As a former Minister for Lifelong Learning, I would certainly have a go. Despite being typecast as old-fashioned, stigmatising means-testing, the pension credit can be applied for over the telephone. One of our staff fills in the application, simply asking the pensioner to verify it. Minor changes of circumstances over a five-year period do not have to be reported. This is a new approach to targeting help on some of those who need it most. I hope that all Members of Parliament, who have thousands of people in their constituencies who can apply, will get behind it. We must make sure that we push take-up to as close as possible to 100 per cent. in due course.

Mr. James Arbuthnot (North-East Hampshire)

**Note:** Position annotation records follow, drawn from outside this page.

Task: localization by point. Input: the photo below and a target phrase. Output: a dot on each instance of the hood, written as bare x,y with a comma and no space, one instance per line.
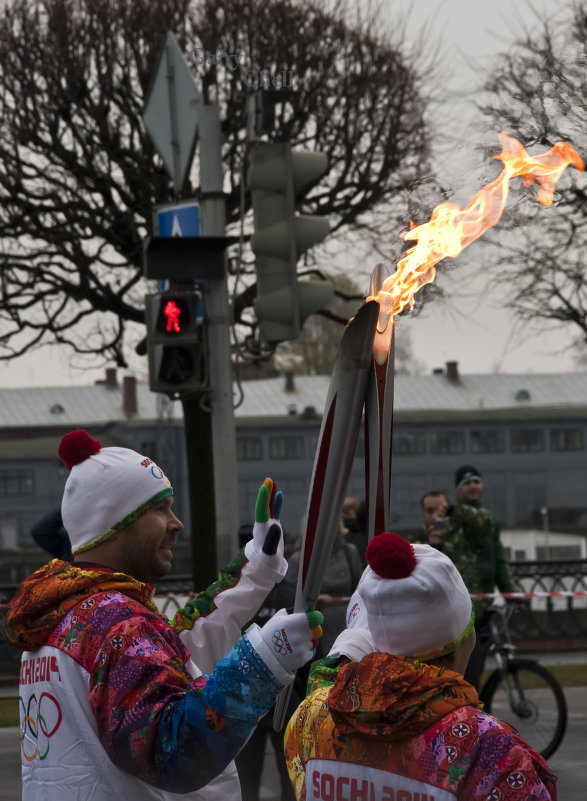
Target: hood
395,697
44,598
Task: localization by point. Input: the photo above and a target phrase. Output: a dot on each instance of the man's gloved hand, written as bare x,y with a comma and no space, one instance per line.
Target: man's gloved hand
267,531
291,638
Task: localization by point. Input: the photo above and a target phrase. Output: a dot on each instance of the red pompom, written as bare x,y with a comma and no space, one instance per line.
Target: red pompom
76,447
390,556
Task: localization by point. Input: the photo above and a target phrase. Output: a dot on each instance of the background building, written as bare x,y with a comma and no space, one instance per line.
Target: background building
526,433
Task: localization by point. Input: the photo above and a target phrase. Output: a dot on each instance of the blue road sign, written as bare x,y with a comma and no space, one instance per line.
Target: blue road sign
182,219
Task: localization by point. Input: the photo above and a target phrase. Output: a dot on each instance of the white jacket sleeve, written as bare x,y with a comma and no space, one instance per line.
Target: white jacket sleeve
211,623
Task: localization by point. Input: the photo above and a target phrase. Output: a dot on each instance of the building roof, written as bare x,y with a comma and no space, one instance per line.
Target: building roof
527,393
71,406
491,396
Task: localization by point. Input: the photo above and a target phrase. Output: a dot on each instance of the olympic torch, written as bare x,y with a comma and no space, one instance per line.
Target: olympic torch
379,416
335,452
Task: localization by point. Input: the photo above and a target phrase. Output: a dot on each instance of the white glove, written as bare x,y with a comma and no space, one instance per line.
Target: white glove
267,514
291,639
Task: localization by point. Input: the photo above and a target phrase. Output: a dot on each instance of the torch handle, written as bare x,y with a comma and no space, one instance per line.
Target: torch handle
339,433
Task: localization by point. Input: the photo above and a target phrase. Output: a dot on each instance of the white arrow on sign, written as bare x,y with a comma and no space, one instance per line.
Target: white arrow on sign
171,111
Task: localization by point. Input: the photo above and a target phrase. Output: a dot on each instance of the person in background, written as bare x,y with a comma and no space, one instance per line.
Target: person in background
117,701
399,721
435,508
355,522
472,542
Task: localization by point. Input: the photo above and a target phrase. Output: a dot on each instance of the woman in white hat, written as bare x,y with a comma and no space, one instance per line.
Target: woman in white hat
399,722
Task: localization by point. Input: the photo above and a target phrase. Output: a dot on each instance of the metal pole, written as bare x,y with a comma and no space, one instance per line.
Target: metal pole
544,513
213,219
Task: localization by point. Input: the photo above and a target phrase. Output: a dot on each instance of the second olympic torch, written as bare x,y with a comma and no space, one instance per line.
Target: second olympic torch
335,452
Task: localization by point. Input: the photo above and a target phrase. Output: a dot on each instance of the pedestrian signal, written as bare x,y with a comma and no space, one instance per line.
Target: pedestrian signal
175,343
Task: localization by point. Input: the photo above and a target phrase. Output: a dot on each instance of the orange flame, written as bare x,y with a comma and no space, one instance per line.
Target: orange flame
451,228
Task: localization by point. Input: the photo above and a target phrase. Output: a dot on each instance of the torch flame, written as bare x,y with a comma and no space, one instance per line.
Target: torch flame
451,228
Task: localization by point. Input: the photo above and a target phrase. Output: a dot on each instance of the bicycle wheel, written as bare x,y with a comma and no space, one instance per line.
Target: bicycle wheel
534,704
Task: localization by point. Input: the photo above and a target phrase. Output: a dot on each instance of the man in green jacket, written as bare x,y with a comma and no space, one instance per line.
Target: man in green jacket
472,542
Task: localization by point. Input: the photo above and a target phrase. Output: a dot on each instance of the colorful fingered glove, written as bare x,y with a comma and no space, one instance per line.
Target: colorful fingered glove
267,531
291,638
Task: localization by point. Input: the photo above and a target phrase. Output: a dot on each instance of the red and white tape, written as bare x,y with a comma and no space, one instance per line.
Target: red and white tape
558,594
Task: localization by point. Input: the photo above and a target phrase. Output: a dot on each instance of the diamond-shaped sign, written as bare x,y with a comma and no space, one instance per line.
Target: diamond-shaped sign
171,111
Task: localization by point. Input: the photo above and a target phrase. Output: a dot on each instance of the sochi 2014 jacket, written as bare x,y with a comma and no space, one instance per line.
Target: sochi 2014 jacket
113,701
393,729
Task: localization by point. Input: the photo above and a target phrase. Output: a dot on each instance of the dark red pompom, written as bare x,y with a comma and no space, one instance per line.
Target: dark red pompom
76,447
390,556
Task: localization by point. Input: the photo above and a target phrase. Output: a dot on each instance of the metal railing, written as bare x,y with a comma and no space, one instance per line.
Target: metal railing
549,620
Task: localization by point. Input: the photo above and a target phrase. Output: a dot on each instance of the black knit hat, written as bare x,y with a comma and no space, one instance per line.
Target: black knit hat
466,473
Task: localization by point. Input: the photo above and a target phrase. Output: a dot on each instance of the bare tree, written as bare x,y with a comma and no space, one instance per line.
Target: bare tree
537,93
79,176
314,351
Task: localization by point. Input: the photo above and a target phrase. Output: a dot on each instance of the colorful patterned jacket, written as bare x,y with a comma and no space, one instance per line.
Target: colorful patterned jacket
113,700
393,729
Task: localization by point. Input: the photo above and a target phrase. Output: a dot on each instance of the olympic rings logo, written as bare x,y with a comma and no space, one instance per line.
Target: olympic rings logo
278,643
37,718
156,472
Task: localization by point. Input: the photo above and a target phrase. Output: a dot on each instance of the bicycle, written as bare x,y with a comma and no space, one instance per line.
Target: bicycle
521,691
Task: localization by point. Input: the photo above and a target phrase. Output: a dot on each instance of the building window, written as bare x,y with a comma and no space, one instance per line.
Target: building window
408,443
528,440
544,552
17,483
447,442
487,441
566,439
249,449
287,447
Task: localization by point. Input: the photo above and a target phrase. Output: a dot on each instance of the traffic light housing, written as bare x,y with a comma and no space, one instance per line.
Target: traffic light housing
175,343
277,177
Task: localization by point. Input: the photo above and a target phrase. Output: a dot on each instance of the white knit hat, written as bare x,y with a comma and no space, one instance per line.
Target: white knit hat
417,604
107,489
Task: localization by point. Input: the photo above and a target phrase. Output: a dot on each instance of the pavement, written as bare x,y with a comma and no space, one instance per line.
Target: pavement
568,763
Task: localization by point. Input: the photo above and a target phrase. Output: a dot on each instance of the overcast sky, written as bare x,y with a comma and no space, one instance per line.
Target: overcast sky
470,327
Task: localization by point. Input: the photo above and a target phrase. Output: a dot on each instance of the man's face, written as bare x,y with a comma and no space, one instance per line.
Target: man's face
470,490
433,506
146,546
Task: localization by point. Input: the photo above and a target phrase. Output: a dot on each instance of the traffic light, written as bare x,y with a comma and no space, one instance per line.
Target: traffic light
277,177
175,341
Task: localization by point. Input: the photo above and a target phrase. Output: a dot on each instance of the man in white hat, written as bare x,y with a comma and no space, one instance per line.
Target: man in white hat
117,702
399,723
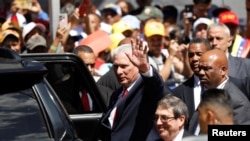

The Minister talks about targeting, but does he accept that the combination of the minimum income guarantee and pension credit will increase the number of people on means-testing and reduce the number who are encouraged to save over the years? Does he accept that the right hon. Member for Birkenhead (Mr. Field) knows a great deal about the matter and has made that point?

Malcolm Wicks

As I am trying to argue, pension credit is not the old weekly means test. The problem with the system that we inherited from the Conservative Government was that it penalised savings. People with a small occupational pension and savings in the Post Office had money knocked off, pound for pound, from their minimum income guarantee on income support. That was wrong. We want to encourage savings, and pension credit will do so.

Mr. Peter Lilley (Hitchin and Harpenden)

I congratulate the Minister on his well-deserved promotion to his new role. Does he agree that the mind-boggling complexity of pension credit makes it difficult to publicise and undermines the savings culture? If he disagrees with me, could he explain, in the brief time that Mr. Speaker will allow, how to calculate the entitlement to pension credit for someone on low earnings?

Malcolm Wicks

We are already receiving a number of good reports from pensioners whom the Pension Service has written to and who have understood the leaflet and are applying for pension credit. The idea of being able to apply for it over the phone, when not the pensioner herself, but one of our staff expert in the matter calculates the entitlement, is a major advance. I thank the right hon. Gentleman for his congratulations and ask him to concede that the new system is an advance on the position under a previous Secretary of State.